Is there a version of post-colonial melancholia that afflicts a culture, after its hubristic faith in the power of financial capital has been lost? I keep being struck by the sense of embarrassment and foolishness exuded by the cranes and semi-constructed skyscrapers that still punctuate London's skyline. They're like the losers in a game of musical chairs or sardines. If we've been engaged in a real estate pyramid scheme for the past 16 years, then someone has to be at the bottom of the pyramid, and they're left exposed and somewhat humiliated. The lights have come on at the end of the teen disco, and some of the spotty real estate developers have their hands up their lady-friends' tops.
But I keep feeling something similar in relation to retail and advertising. The efforts being taken to encourage spending are beginning to feel half-hearted and self-conscious. The VAT cut was issued in the way that a teacher threatens a class with punishment, long after they've lost control over them. Then there is the surreally banal advertising, that probably would have exuded confidence and brashness during the boom years. Take this glorious misunderstanding, spotted on the tube last week.
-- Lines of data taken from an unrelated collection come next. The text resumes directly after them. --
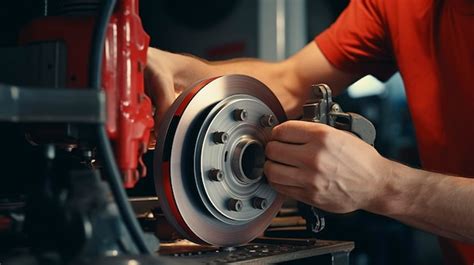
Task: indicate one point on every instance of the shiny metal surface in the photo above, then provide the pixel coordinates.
(193, 204)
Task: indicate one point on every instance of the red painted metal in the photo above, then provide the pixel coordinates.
(129, 110)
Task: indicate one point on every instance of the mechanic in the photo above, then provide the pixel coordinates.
(431, 43)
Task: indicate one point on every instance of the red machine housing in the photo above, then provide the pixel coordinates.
(129, 111)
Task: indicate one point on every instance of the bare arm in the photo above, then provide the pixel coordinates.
(338, 172)
(438, 203)
(289, 79)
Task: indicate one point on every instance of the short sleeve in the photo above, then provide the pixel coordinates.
(358, 42)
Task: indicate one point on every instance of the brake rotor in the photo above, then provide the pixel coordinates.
(209, 161)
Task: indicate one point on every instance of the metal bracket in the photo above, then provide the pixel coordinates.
(322, 109)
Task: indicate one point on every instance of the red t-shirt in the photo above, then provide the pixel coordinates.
(431, 43)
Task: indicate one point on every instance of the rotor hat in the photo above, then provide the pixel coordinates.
(209, 161)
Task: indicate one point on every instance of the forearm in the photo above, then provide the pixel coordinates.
(276, 75)
(441, 204)
(290, 79)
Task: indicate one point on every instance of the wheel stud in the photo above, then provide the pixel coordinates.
(267, 120)
(240, 115)
(220, 137)
(216, 175)
(234, 205)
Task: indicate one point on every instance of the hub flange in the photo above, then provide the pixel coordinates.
(209, 161)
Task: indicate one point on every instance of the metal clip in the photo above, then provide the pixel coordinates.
(321, 109)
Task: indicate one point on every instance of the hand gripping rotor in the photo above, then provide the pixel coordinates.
(321, 109)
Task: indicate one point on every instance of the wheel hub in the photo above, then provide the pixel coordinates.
(209, 161)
It transpires (according to the text in the ad) that "Ronaldinho brings dramatic improvement to football. Konica Minolta brings dramatic improvement to colour output".
There is something melancholic here. It's partly the fact that they've hired a footballer who used to be the best in the world, but would now be behind six or seven others. There is also something faintly tragic about photocopiers, which stems from the innately intermediary level of skill that is required to fix them (as Alan Partridge demonstrated when he got a Hollywood hardman to fix his photocopier live on air - it turned out it just needed resetting after a paper jam).
What the hell is Ronaldinho doing flogging photocopiers? Is it true that Ronaldinho's effect on 'football' is directly comparable to Konica Minolta's effect on colour output? What is Konica Minolta's equivalent of the famous look-one-way-pass-the-other trick? What is Ronaldinho's equivalent of a duplex A4 staple print job? I feel that this mystery is symptomatic of post-speculative melancholia.
Then I immediately came across this advert inside the tube carriage. It is selling the 'Istation rotate' on the basis of a supposedly "rather annoying problem", namely that outrageous inconvenience of having the image of a singer displayed on an ipod at a 90 degree angle some of the time. The Istation rotate promises to solve this, by, well, rotating the ipod by 90 degrees.
Once again, such a proposition might be rendered normal, invisible during the boom times. Now one either laughs at such wanton unnecessity - a bit like bling, only more half-hearted - or wants to shake the producers and ask them to read a frigging newspaper. For the forseeable future, we do not need our ipods to be rotated by 90 degrees, thankyou all the same. This too is post-speculative melancholia, in which a sweeping utilitarianism suddenly arises, in which technologies must do something or else get lost and the drugged up sense of nothing mattering is followed by a come-down in which the whole thing seems regrettable.